We talked a little longer and agreed that his job is to work on becoming aware of the moments when he feels like he is about to lash out at his brother. When he feels this coming on, I encouraged him to call out to me - "Mommy, I need a safe space!"

"I promise that I will listen to you if you say this to me,"
I added. "And I will act quickly to help you prevent any fights from happening."

He then agreed to join us at the dinner table and at the table we explained to his daddy and brother the new plan. "If you feel like your brother may be about to get angry with you," I said to the little one, "You need to call out - "Mommy! Brother needs a safe space RIGHT NOW!""

"How about just calling out - 'Safe Space!'" my husband asked. "That seems faster and more to the point."

"Sure, perfect."

We ended family time directly after dinner, with the boys still a bit cautious around each other. One son didn't want to get hurt again and the other didn't want to get in trouble again. My husband suggested that I contact our new play therapist to see if she had any advice for an appropriate consequence. "I don't know what to do here," he said. "If I had thrown a rock at someone in the car when my father was driving, I would have gotten spanked."

I agreed to contact her, and did so with a fairly heavy heart before going to bed.

This morning I vowed to stay on top of my parenting game, as I knew my husband would be out of town and the buck stopped with me to head off any sibling friction. I was uber-organized, staying up well past midnight to make sandwiches and pack lunches; have the bowls and spoons ready for oatmeal, laying out their clothing in advance. I made sure to leave plenty of time for the school run, knowing full well that there would be at least one morning tantrum thrown by at least one child.

More importantly, I really stayed on top of checking in with my son emotionally all day. "How are you doing?" I asked. "How are you feeling?"

Every time I could hear in his voice that he was edging toward whiny or frustrated I immediately asked, "Do you need a safe space right now?"

In this way I intercepted a fight over who got to ride the scooter; who got to sit in the middle of the couch for "Caillou" and who got served a second helping of dinner first.
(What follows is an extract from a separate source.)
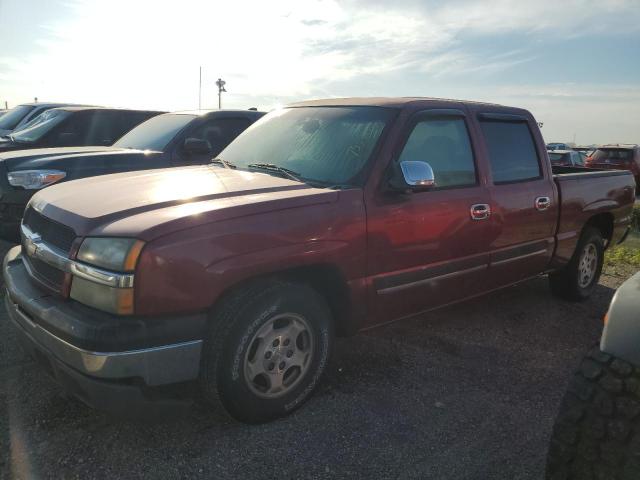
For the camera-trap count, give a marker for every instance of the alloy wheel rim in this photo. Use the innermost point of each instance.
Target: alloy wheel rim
(588, 265)
(279, 355)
It was not a perfect day ~ twice I caught him hurting his brother. Still, there was one great moment when he shouted "Mommy, Safe Space!" and headed off his own potential conflict.

Another wonderful moment - when the little brother called out "Safe Space, Safe space!" and I rushed in to find the older one with fist clenched and drawn back, not having hit yet.

"Are you hungry?" I asked - and the fight was averted.

I'm not sure yet whether this new strategy will pay off in the long term, or even what our therapist actually thinks of it. She kindly wrote me back today and suggested that I pick up a copy of a book called "Wheel of Choice" and then co-create a unique Wheel of Choice with our son giving him multiple options for how to solve the stresses or frustrations that he is experiencing... using the "Get a Snack", "Exercise", or "Private Journaling Time" as three of his choices on the wheel.

I haven't had much time to look into the Wheel of Choice she mentioned yet but it seems very interesting. Once again I am so impressed with this therapist who clearly knows a great deal about positive discipline and parenting. I'm so grateful to have found her, and glad I came to the conclusion that it didn't matter that she lives in our neighborhood. Help is help - and we need help.

Tonight when I put the kids to bed, I gave each son a high-five for managing to make it through the entire day fairly peacefully. "Nice work guys!" I hugged them. "I'm so proud of you both."

I know it is only one day; but even a single day without the stress of emotional conflict is a good day for me. I'm grateful for the respite from battle. I'm grateful for the opportunity my boys have to become better friends when they actually manage to spend time together without friction. I'm especially grateful for the fact that they're always willing to try out the wacky ideas I come up with to try to resolve our family problems... and that I'm still optimistic enough to keep coming up with new solutions to try out.

So... one giant step backward, but still persistently (stubbornly!) inching forward in the best way we know how.